Karen News, November 6, 2013
Australian government aid money that has helped save the lives of thousands of people from Burma coming to Mae Tao Clinic, on the Thai-Burma border for critical treatment, is to stop.
APHEDA the Australian Trade Union overseas aid provider estimates that as many 45,000 people coming to Mae Tao Clinic have received critical medical treatment this year alone from Australian government aid.
The Australian Government has said that it will not continue to fund Mae Tao Clinic the Aus$450,000 it now gives beyond December 2013, as the government’s priority is now to prepare Burmese refugees for repatriation, conditions permitting.
Karen News is led to understand from Australian government documents that the Mae Tao Clinic’s proposal for partially funding was not successful as it did not match the objectives of
In 2011 the Burma government introduced a number of reforms. Despite the reforms many of the people coming to Mae Tao Clinic cannot access or afford health care in their own country. Burma has the lowest expenditure on health care in South East Asia.
Despite Burma’s government increasing spending on health care in 2013, the rise brought healthcare spending to a paltry 3.9% of the country’s total budget.
Sam Carter, a health economist told Karen News that, “Burma is the only developing country in Southeast Asia where spending on the military is higher than combined spending on healthcare and education.”
Dr Cynthia pointed out to Karen News that it will be years before Burma’s under funded health infrastructure will be capable of properly treating its citizens.
“Burmese people are getting poorer. We are not only treating migrants and refugees, but people from the cities and from the other side of Burma need help. In my time here I have never seen the patient caseload decrease, and it won’t until there’s years and years of stability and security. The people of Burma will never give up they love for their country and their children. And our clinic, will never stop caring for them.”

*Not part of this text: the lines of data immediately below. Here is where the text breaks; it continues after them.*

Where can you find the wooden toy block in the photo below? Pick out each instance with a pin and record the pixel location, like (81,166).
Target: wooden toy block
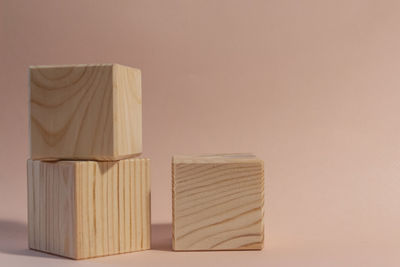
(84,209)
(218,202)
(89,112)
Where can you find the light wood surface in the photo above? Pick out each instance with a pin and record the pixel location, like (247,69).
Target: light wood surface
(84,209)
(218,202)
(85,112)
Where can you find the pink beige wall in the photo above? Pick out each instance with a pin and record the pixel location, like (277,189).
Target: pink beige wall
(312,87)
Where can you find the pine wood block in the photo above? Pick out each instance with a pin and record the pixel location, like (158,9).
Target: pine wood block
(89,112)
(84,209)
(218,202)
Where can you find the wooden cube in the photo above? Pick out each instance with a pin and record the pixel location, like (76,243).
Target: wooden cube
(89,112)
(218,202)
(84,209)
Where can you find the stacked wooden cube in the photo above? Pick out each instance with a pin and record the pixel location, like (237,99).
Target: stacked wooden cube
(88,191)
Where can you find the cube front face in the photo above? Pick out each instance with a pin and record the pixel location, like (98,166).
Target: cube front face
(88,209)
(85,112)
(218,204)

Dr Cynthia told Karen News that her ever-increasing patient caseload is dictated by poverty, military oppression and the lack of human rights in Burma.
“One in twelve women in eastern Burma are at risk of death during pregnancy and birth. One in five children, will die before the age of five. These numbers are the shocking. 70% of deaths are caused by malaria, pneumonia and diarrhea that can be prevented by vaccine or by improving water sanitation or maternal nutrition.”
It is well documented and audited by international health organisations that the Mae Tao Clinic on the Thai-Burma border, founded by Dr Cynthia Maung, provides vital healthcare to more than 150,000 people from Burma every year – refugees, unemployed workers, the displaced, farmers and migrant workers.
Ironically, Dr Cynthia Maung, founder of Mae Tao Clinic, is in Sydney to receive the 2013 Sydney Peace Prize. On the Sydney Peace Foundation website a statement from the Sydney Peace Prize Jury’s citation reads: “Dr Maung: for her dedication to multi-ethnic democracy, human rights and the dignity of the poor and dispossessed, and for establishing health services for victims of conflict.”
Dr Maung, an ethnic Karen, fled Burma after the pro-democracy uprisings of 1988 that swept the country. In the military regime’s crackdown on the protestors it is estimated that 3,000 people were killed and many jailed.
In 1989 with help from foreign aid workers and Karen leaders, Dr. Cynthia opened a makeshift clinic to look after people caught up in the armed conflict in Burma or unable to afford or access health care in their own country.
Dr Cynthia expected to return home to Burma in three months – 24 years later she is still treating people at the Mae Tao Clinic on the Thai Burma border.
The Sydney Peace Foundation on its web site acknowledged that Dr Cynthia “has advanced the cause of peace in the AsiaPacific region and upheld the best humanitarian and ethical traditions of the medical profession.